1. A multilingual text classification method based on deep learning is characterized by comprising the following steps:

(1) acquiring a multi-language text training image set;

(2) segmenting, normalizing and binarizing image text lines;

(3) increasing the complexity of the training image set and expanding the sample space;

the step (3) comprises the following steps:

(33) dividing the picture of a training image set into W × H pictures with size and noise, adding noise to the divided pictures to enlarge the sample space, grouping the W × H pictures with size and noise added to the pictures of a training image set into a group, and marking as imgs_NS；

(5) cutting a text picture to be classified, inputting the designed deep convolutional neural network, averaging the probability distribution according to the probability distribution learned by the neural network, and outputting a classification result;

the step (5) comprises the following steps:

2. The multilingual text-classification method of claim 1, wherein said step (2) comprises the steps of:

(22) normalizing a single line of text pictures into H pixels;

3. The multilingual text classification method of claim 2, wherein the H ranges from 30 to 36, WS ranges from 18 to 22 pixels, and e2 ranges from 0.85 to 0.95; q2 ranges from 0.85 to 0.95.

4. The multilingual text-classification method of claim 1, wherein W ranges from 90 to 100 pixels, aw ranges from 20 to 30 pixels, and aw ranges from 7 to 15 pixels.

5. The multilingual text-classification method of claim 1, wherein the noising process of step (33) comprises the following:

gaussian blur: the blur radius ranges from 2 to 5 pixels.

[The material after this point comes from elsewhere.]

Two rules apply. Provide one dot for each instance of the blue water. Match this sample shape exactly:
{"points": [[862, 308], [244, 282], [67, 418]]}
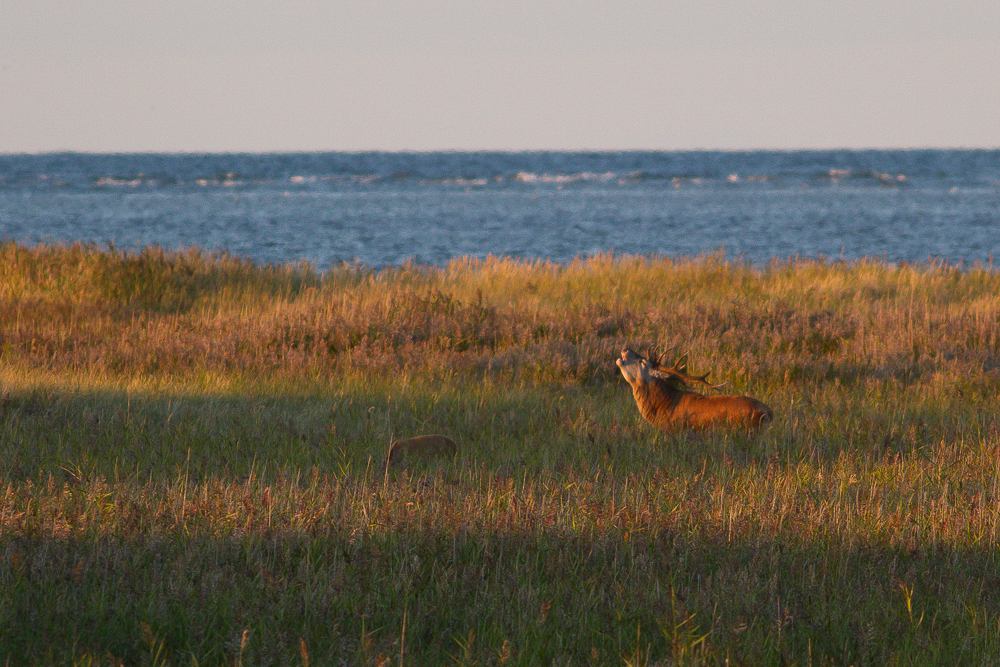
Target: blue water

6. The multilingual text-classification method of claim 1, wherein said step (4) comprises the steps of:

(41) designing a deep convolutional neural network:

(42) deep convolutional neural network training, the process is as follows:

(422) the neural network designed in the step (41) adopts a self-adaptive gradient descent method to adjust the learning rate of the network; setting the initial learning rate as base _ lr, the penalty coefficient of the learning parameters as lambda, and the maximum training iteration times as max _ iters, wherein the learning rate updating mode is as follows:

curr_lr＝base_lr×(1+gamma×iter)^-power

7. The multilingual text-classification method of claim 1, wherein said step (1) is: obtaining text images of a plurality of different languages through electronic document screenshot, paper document photographing or paper document scanning, wherein the number of the images of each language is equal; and the collected images are classified into L types according to the language types.

8. The multilingual text-classification method of claim 7, wherein L is 6 and P is 6_testIn the range of 0.2 to 0.35.